How to do experiment via Limit Distribution? (ABn Test)

[1]:
from scipy.stats import bernoulli

from lightautoml.addons.hypex.abn_test import min_sample_size
from lightautoml.addons.hypex.abn_test import test_on_marginal_distribution
import numpy as np

Initialize random state

[2]:
seed = 42  # You can choose any number as the seed
random_state = np.random.RandomState(seed)

Multiple testing for best sample selection

Number of samples and parameters

[3]:
num_samples = 10  # Number of samples
minimum_detectable_effect = 0.05  # MDE
assumed_conversion = 0.3  # Assumed conversion rate
significance_level = 0.05  # Significance level
power_level = 0.2  # Power level (1 - beta)

Calculate the minimum sample size

[4]:
sample_size = min_sample_size(
    num_samples,
    minimum_detectable_effect,
    variances=assumed_conversion * (1 - assumed_conversion),
    significance_level=significance_level,
    power_level=power_level,
    equal_variance=True,
)
print(f"Sample size = {sample_size}")
Sample size = 1313

Testing samples with equal conversion rate

[5]:
print("\nSamples with equal conversion rate")
for _ in range(5):
    samples = bernoulli.rvs(
        assumed_conversion, size=[num_samples, sample_size], random_state=random_state
    )
    hypothesis = test_on_marginal_distribution(
        samples, significance_level=significance_level
    )
    print(f"\tAccepted hypothesis H({hypothesis})")

Samples with equal conversion rate
        Accepted hypothesis H(0)
        Accepted hypothesis H(0)
        Accepted hypothesis H(0)
        Accepted hypothesis H(0)
        Accepted hypothesis H(0)

Testing where the last sample has a higher conversion rate by MDE

[6]:
print("\nLast sample has higher conversion by MDE")
for _ in range(5):
    samples = [
        bernoulli.rvs(assumed_conversion, size=sample_size, random_state=random_state)
        for _ in range(num_samples - 1)
    ]
    samples.append(
        bernoulli.rvs(
            assumed_conversion + minimum_detectable_effect,
            size=sample_size,
            random_state=random_state,
        )
    )
    hypothesis = test_on_marginal_distribution(
        samples, significance_level=significance_level
    )
    print(f"\tAccepted hypothesis H({hypothesis})")

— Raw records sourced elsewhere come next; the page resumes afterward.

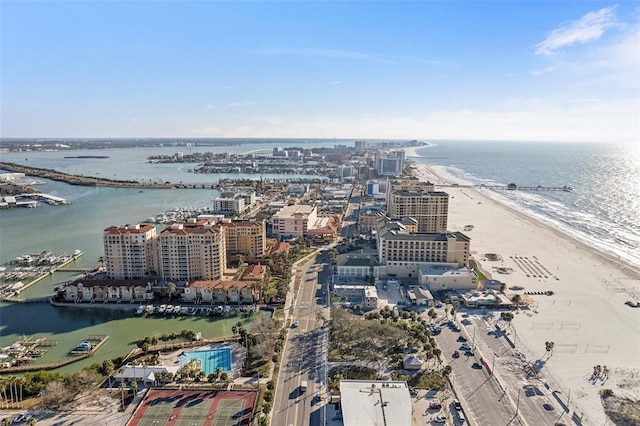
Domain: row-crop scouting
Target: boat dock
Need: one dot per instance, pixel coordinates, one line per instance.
(25, 351)
(8, 292)
(92, 344)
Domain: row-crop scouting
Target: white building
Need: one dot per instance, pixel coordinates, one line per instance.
(402, 253)
(441, 278)
(128, 252)
(375, 402)
(229, 205)
(294, 220)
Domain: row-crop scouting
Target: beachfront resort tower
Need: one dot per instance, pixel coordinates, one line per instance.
(295, 221)
(191, 250)
(246, 237)
(128, 252)
(404, 252)
(420, 201)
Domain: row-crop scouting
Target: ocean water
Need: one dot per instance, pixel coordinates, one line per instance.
(603, 210)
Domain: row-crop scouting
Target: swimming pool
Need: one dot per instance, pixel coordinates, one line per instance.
(210, 359)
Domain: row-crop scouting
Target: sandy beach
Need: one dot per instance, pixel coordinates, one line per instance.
(586, 317)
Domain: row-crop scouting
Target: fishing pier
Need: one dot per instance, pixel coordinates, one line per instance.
(511, 187)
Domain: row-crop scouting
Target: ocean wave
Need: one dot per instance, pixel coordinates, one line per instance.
(584, 226)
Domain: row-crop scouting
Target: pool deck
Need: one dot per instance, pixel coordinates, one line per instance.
(238, 355)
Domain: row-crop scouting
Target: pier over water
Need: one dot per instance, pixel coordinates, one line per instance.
(511, 187)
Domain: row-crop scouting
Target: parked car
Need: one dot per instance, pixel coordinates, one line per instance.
(435, 405)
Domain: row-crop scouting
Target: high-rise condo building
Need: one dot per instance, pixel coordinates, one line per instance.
(127, 251)
(246, 237)
(419, 200)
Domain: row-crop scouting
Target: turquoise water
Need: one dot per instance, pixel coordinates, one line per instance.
(210, 360)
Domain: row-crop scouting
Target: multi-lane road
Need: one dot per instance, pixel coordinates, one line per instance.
(304, 356)
(506, 397)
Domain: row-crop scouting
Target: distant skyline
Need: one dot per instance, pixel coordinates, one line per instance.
(485, 70)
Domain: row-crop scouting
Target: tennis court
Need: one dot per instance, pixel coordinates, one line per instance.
(190, 407)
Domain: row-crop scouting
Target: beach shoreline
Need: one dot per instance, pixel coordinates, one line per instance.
(586, 316)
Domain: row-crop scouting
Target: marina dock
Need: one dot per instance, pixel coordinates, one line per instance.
(92, 344)
(26, 361)
(35, 267)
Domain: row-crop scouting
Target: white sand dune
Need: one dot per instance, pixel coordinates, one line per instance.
(586, 317)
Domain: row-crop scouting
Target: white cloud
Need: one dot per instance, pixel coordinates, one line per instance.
(543, 71)
(587, 29)
(241, 104)
(591, 120)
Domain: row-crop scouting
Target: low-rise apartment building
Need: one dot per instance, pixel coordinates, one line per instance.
(108, 291)
(221, 292)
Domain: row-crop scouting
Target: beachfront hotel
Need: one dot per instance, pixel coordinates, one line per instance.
(246, 237)
(187, 251)
(127, 251)
(295, 221)
(419, 200)
(404, 252)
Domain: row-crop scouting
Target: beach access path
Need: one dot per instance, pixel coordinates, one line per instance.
(586, 317)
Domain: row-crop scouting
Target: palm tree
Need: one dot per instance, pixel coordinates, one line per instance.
(171, 287)
(548, 347)
(517, 299)
(122, 387)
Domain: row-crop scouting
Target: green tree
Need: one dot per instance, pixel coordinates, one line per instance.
(171, 288)
(548, 347)
(122, 387)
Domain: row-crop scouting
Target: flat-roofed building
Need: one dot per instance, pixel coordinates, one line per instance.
(442, 278)
(403, 253)
(128, 252)
(375, 402)
(295, 220)
(353, 294)
(357, 265)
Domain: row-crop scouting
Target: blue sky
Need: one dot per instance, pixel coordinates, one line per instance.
(501, 70)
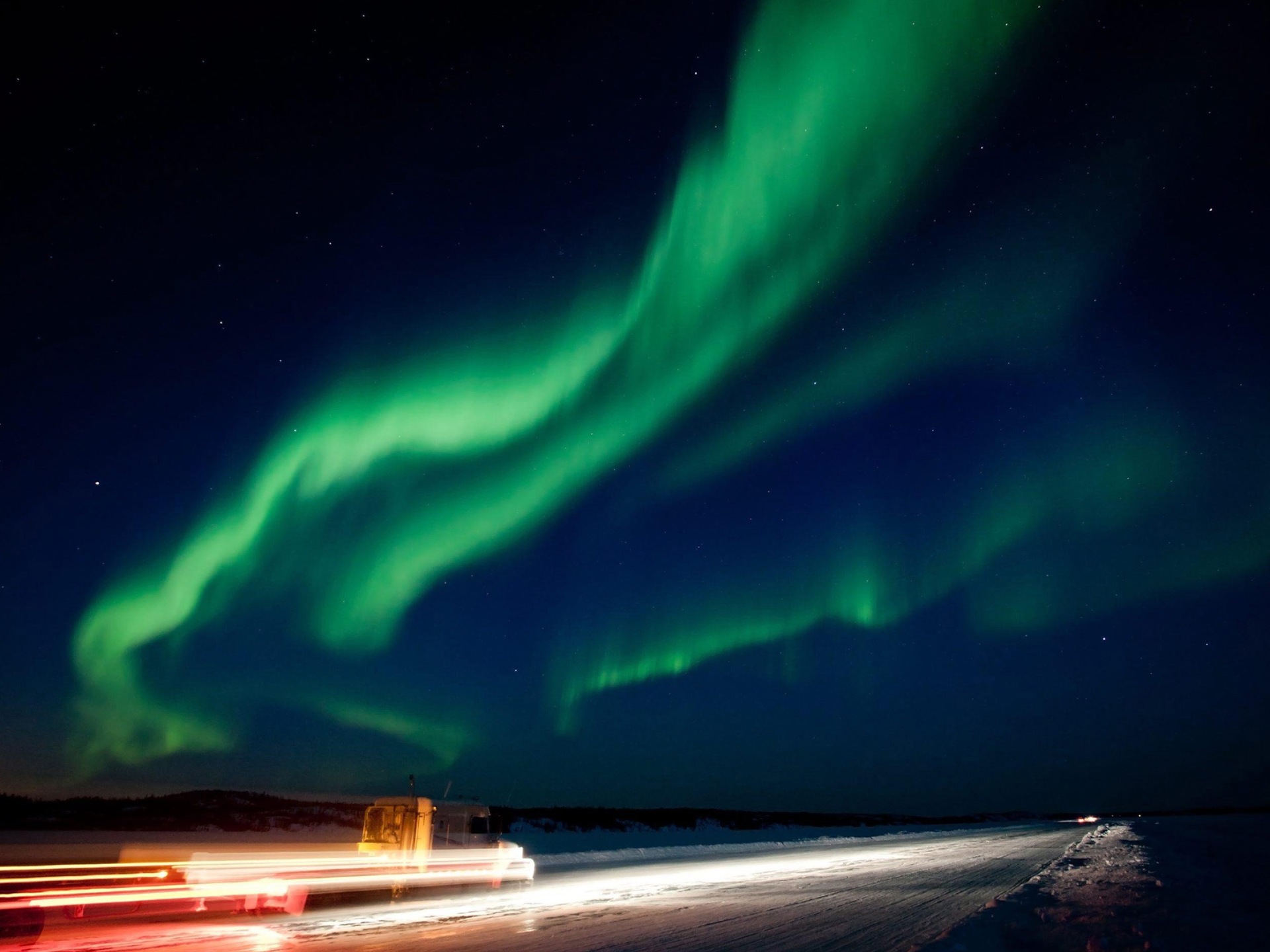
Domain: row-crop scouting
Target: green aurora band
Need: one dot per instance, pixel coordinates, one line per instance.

Last sample has higher conversion by MDE
        Accepted hypothesis H(10)
        Accepted hypothesis H(10)
        Accepted hypothesis H(10)
        Accepted hypothesis H(10)
        Accepted hypothesis H(10)

Multiple testing for best client income sample (conversion * price)

Parameters for different samples

[7]:
num_samples = 5  # Number of samples
minimum_detectable_effect = 2.5  # MDE
prices = [100, 150, 150, 200, 250]  # Tariff prices
conversions = [0.15, 0.1, 0.1, 0.075, 0.06]  # Tariff conversions
significance_level = 0.05
power_level = 0.2
variances = [
    price ** 2 * conversion * (1 - conversion)
    for price, conversion in zip(prices, conversions)
]

Calculate minimum sample size for unequal variances

[8]:
sample_size = min_sample_size(
    num_samples,
    minimum_detectable_effect,
    variances=variances,
    significance_level=significance_level,
    power_level=power_level,
    equal_variance=False,
)
print(f"Sample size = {sample_size}")
Sample size = 7200

Testing samples with equal ARPU (Average Revenue Per User)

[9]:
print("\nSamples with equal ARPU")
for _ in range(5):
    samples = [
        price * bernoulli.rvs(conversion, size=sample_size)
        for price, conversion in zip(prices, conversions)
    ]
    hypothesis = test_on_marginal_distribution(
        samples, significance_level=significance_level
    )
    print(f"\tAccepted hypothesis H({hypothesis})")

Samples with equal ARPU
        Accepted hypothesis H(0)
        Accepted hypothesis H(0)
        Accepted hypothesis H(4)
        Accepted hypothesis H(0)
        Accepted hypothesis H(0)

Testing where the last sample has higher ARPU by MDE

[10]:
print("\nLast sample has higher ARPU by MDE")
for _ in range(5):
    samples = [
        price * bernoulli.rvs(conversion, size=sample_size)
        for price, conversion in zip(prices, conversions[:-1])
    ]
    samples.append(
        prices[-1]
        * bernoulli.rvs(
            conversions[-1] + minimum_detectable_effect / prices[-1], size=sample_size
        )
    )
    hypothesis = test_on_marginal_distribution(
        samples, significance_level=significance_level
    )
    print(f"\tAccepted hypothesis H({hypothesis})")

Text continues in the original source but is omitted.